青藏高原土壤水热状况对气候变化和植被退化方面的研究具有重要意义，土壤湿度的准确刻画还会影响到数值预报模式对当地及其下游地区降水的模拟能力。为此，采用中国科学院那曲高寒气候环境观测研究站安多观测点2014年1—12月的土壤温度、土壤湿度观测资料以及同期安多气象站观测数据，分析了青藏高原那曲中部不同深度土壤温湿度的分布特征及其与气温、降水量等气象要素的关系。结果表明：土壤温度在浅层为正弦曲线，随着土壤深度的增加，曲线逐渐接近直线。土壤升温迅速而降温过程缓慢。封冻和解冻日期随土壤深度的增加而推迟，封冻期逐渐缩短。不同层次土壤湿度日内变化较小。月变化呈单峰型结构，峰值和谷值基本出现在8月和12月。土壤湿度上升速率较下降速率缓慢。区域尺度上GLDAS-NOAH资料显示出类似的变化特征。土壤温湿度在一年中的变化不一致，但土壤温湿度呈显著正相关。浅层土壤的温度梯度明显大于深层；浅层土壤湿度最大，中间层较大，深层土壤湿度最小。随着干季向湿季的转换，由于太阳辐射的增加，非绝热加热呈增加的趋势。土壤湿度与气象要素在不同时段的相关性存在一些差异，但总体上土壤湿度与气温、降水量和相对湿度呈正相关，与风速、日照时数相关性不显著。

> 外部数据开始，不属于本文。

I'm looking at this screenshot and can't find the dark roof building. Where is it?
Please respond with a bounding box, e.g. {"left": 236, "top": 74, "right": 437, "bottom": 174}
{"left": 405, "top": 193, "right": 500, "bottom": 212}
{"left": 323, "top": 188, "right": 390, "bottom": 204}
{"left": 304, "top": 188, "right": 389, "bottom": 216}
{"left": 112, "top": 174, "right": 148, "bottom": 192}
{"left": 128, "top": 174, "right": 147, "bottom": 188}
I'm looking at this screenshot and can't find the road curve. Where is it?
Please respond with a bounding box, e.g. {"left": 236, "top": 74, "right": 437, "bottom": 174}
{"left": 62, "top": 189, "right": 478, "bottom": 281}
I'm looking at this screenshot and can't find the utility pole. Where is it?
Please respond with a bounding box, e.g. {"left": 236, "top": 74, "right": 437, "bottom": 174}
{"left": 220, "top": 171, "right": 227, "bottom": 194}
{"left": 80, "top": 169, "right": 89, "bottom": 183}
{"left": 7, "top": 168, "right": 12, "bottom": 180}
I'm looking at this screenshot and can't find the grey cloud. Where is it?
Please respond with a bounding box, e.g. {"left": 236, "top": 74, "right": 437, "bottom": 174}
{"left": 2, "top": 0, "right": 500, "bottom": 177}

Distribution characteristics of soil temperature and moisture in the middle region of Nagqu over the Tibetan Plateau

The soil hydrothermal condition plays a significant role on the study of climate change and vegetation degradation and so forth over the Tibetan Plateau. The accurate characterization of soil moisture will also influence the simulation capability of precipitation in local and its downstream areas. Therefore， with soil temperature and soil moisture measurements at Amdo site of Nagqu Station of Plateau Climate and Environment， Chinese Academy of Sciences， and meteorological data at Amdo Meteorological Station during January to December 2014， this paper investigated the distribution of soil temperature and soil moisture along with their relationship with meteorological factors such as air temperature and precipitation in the middle region of Nagqu over the Tibetan Plateau. Results show that： The soil temperature exhibited sinusoid variation at shallow layer， then the curve is gradually close to straight line with the depth of soil. The soil temperature rose rapidly and the cooling process was quite slow. The freezing and thawing date were delayed with the depth of the soil while the freeze-up period was gradually shortened. The intra-day variation of soil moisture was small at different depths. The monthly variation indicated the structure of single peak， and the maximum and minimum values basically appeared in August and December， respectively. The rate of soil moisture increase was much slower than the decreasing process. The regional distribution derived from GLDAS-NOAH was similar to the variation of observation. The variation tendency of soil temperature and soil moisture was not consistent in one year， though there was close positive relationship between them. The temperature gradient of the shallow layer was obviously larger than the deep layer. The soil moisture of shallow layer was largest， followed by the middle layer， and the moisture was smallest at deep layer. With the transition from dry season to wet season， non-adiabatic heating increased due to the increase of solar radiation. The relationship of soil moisture to meteorological factors varied with different periods， but generally soil moisture was positively correlated with air temperature， precipitation and relative humidity while without obvious relationship with wind speed and sunshine duration.